Hi,
I have an excel VBA project which interacts with the user entirely through userforms (built it in excel rather than VB since I want to access underlying data from excel sheets for the calculations).
How can I export all the data and calculations on a particular userform into a txt file or other file
There may be multiple userforms open, and saving will just save one of them, loading will load the data from file, initialise a new userform and load the data into it, all without upsetting the other userforms or the underlying workbook.
I'm thinking that I can use one sheet of the workbook as a scratchpad, so when the macro is called, write the userform data onto that sheet, then save the sheet only as a text file by Sheet2.SaveAs, but two problems,
- I'd like a saveas dialogue box to come up to let the user choose filename and directory
- I can't figure out how to load that data back into the sheet
Is there a neat way to do this
Cheers

saving data in a userform without saving the workbook
mnkumar
thanks for the help.
Unfortunately I don't think that approach is going to work for me, the user will have several instances of the userform open at any one time, some of which may have been saved from previous sessions, some of which they will want to save and some they won't.
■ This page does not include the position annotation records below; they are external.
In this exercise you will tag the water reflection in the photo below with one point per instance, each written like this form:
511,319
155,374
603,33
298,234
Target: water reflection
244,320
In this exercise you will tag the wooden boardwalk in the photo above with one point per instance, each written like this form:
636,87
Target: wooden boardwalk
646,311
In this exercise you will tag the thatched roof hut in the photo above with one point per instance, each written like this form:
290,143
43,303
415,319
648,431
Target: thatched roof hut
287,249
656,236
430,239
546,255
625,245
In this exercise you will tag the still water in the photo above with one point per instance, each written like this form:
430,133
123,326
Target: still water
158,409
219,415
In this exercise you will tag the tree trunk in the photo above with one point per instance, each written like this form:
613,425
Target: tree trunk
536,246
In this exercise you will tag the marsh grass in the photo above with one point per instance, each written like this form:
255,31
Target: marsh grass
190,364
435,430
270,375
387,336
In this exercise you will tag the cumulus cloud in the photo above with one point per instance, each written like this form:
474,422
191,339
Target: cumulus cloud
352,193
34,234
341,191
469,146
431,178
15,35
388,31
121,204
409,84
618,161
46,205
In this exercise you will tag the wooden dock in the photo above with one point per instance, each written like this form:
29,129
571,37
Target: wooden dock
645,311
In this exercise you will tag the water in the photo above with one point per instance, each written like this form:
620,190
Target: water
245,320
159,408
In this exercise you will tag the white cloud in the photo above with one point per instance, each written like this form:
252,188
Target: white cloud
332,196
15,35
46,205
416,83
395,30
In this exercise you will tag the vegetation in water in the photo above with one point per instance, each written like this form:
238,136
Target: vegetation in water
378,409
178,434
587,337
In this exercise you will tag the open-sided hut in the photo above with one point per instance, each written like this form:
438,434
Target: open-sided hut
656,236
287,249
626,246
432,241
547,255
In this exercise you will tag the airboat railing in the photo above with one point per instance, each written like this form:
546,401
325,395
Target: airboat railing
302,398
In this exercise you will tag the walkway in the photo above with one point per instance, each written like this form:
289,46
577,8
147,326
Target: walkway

Don't really want to start spawning a new workbook for every form. I guess what I really need is the ReadAllText/WriteAllText methods that VB has.
The GetSaveAsFileName dialogue box method will be useful though, thanks
Kevin Jacobson
What's your reluctance with having extra workbooks open You can hide them to keep them out of sight of the user, and it's probably easier to deal with workbooks than text files. You can bury the code which deals with the specific workbooks within the class module of the user form to simplify things.
lostromich
Instead of using one sheet of the main workbook as a scratch pad, set up a sheet that's configured nicely, with room for any and all data, and save it as a template. For each scenario, create a new workbook based on this template, then save this workbook. It will be easier than using a text file. To get a user name and directory, look into GetSaveAsFileName, which returns a full path + file name to the program, and the program then has to save the file.
This helps with version control of the main workbook, because transient changes to the data are kept separate from the workbook with the program.